FIG. 19 is a graph showing the relationship between the relative position at which the edge of the wafer is detected by the first to sixth sensors and the rotation angle of the wafer.

FIG. 20 is a time chart showing the relationship between the detection area at the edge of the wafer by the first to sixth sensors and the rotation angle of the wafer.

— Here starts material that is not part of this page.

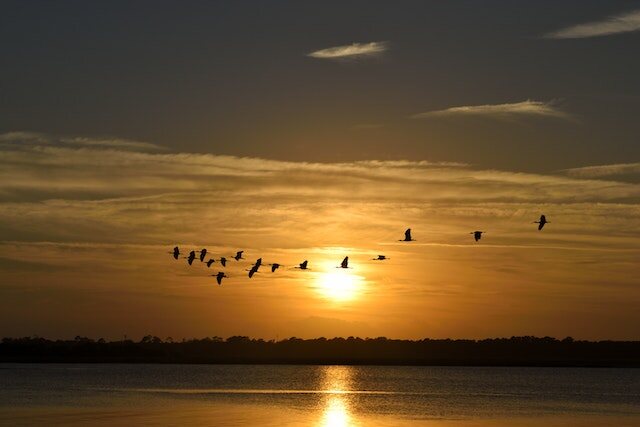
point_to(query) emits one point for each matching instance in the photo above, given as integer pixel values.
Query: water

FIG. 21 is a plan view showing the arrangement of a conventional articulated robot, an orientator, and the like.

[Explanation of symbols]

1 Articulated robot 2 bases 3 Rotating table (1st arm) 4 second arm 5 wafers (work) 5a Notch (detected part) 6 Hand section 7 Base side arm (arm body) 8 Hand side arm (arm body) 25 sensors 26 Temporary hand unit θe Workpiece holding angle

Continued front page    F term (reference) 3C007 AS24 BS15 BT11 BT14 CT05                       CY12 DS01 ES17 EV02 HS27                       HT02 HT16 HT19 KS04 KV11                       KX02 LT06 LT12 NS13                 5F031 CA02 CA05 DA01 FA01 FA02                       FA07 FA11 FA12 GA36 GA43                       GA47 GA49 JA14 JA17 JA28                       JA35 KA14 LA13 NA02

Claims (2)

[Claims] 1. A first arm rotatably connected to a base has a second arm rotatably connected thereto, and a hand portion capable of holding a work is provided at a tip end of the second arm, and at a first position. In a multi-joint robot in which a certain work is taken out by the hand unit and temporarily placed at a temporary placement position, the work at the temporary placement position is again picked up by the hand unit and set at the second position, the work is formed on the work. A sensor for detecting the detected part is provided in the rotation range of the work by the first arm and the second arm, and a temporary placement hand part for sandwiching and holding the work at the temporary placement position is provided on the base. And integrally detecting the detected part by the sensor while rotating the work by the first arm and the second arm while holding the work in the hand part and detecting the detected part by the sensor. The holding angle of the work is detected, and the work is rotated and positioned by the first arm and the second arm so that the detected portion has an angle that should be located at the second position based on the holding angle. Then, the workpiece is sandwiched and held by the temporary placement hand portion in the positioned state, and the first arm is a rotary table, and the second arm is an arm mechanism in which two arm bodies are connected. An articulated robot characterized by consisting of. 2. The articulated robot according to claim 1, wherein the rotary table is rotatably held on the base, and the sensor and the temporary placement hand unit are attached to the base.